Hot Docs 2011: Chaos and Control
By Nicole Armour
Brent Green’s seventies-set tinkerer-inventor documentary Gravity Was Everywhere Back Then employs hand-drawn and live action, stop-motion animation to tell the true-life love story of Kentucky residents Mary and hardware store clerk Leonard. They first meet when their cars crash, causing Leonard to fly through his windshield and land in the passenger seat of Mary’s car. Their connection defies physics from the start and continues in an unholy mist of magic and calamity. When Mary is diagnosed with cancer two years into their relationship, Leonard begins to build a house he envisions as a “healing machine.” Its mostly improvised construction, consisting of irregularly-tiered levels and a tower centrepiece that reaches perilously for the heavens, fills Leonard’s thoughts. In narration, we’re told each nail represents a problem that he strikes to make disappear. Still, they accumulate and, while shingling, they pour out of Leonard’s pockets, stream down the roof and accumulate in impossible numbers in the rain gutter. The house fails to save his wife. But after her death, he continues his project unabated for another fifteen years.

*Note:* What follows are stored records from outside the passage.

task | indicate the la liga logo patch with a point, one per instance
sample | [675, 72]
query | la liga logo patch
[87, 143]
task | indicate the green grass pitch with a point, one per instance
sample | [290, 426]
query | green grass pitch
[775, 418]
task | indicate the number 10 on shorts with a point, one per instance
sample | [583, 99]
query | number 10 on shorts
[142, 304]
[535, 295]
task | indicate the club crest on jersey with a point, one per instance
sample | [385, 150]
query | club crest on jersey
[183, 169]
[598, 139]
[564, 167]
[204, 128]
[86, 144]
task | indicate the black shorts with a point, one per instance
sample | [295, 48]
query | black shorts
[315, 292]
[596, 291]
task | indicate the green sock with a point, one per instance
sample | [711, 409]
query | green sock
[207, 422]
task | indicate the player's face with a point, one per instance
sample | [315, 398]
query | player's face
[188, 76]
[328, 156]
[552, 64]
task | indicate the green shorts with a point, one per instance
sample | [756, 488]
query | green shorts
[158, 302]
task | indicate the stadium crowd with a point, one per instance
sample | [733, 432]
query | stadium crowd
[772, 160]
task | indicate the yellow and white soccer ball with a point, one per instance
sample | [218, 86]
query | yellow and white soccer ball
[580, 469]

Green had the good fortune to visit the healing house before it was razed to the ground, after which he built a version on his property in rural Pennsylvania based on blueprints scrawled on cardboard that were found amongst Leonard’s effects. Green then surrounded it with several other buildings, fabricating a small town cum movie set, and also designed a handmade, working piano like the instrument Leonard used to play hymns. (Leonard’s fervent religiosity grew in direct proportion to Mary’s weakness and his own sense of loss.) Green directed and narrated the film, and wrote the script and musical score with collaborators. He also tours the film as a live performance during which he and other musicians, such as Fugazi’s Brendan Canty, play along in accompaniment. Through Green’s activities both on and off screen he conflates himself with Leonard, embodying a comparable fanaticism. When Leonard found that he lacked control of his life, he re-asserted that control by choosing a project and dedicating himself to its completion. Through live action stop motion animation, Green orchestrates his actors’ halting movements like a puppeteer.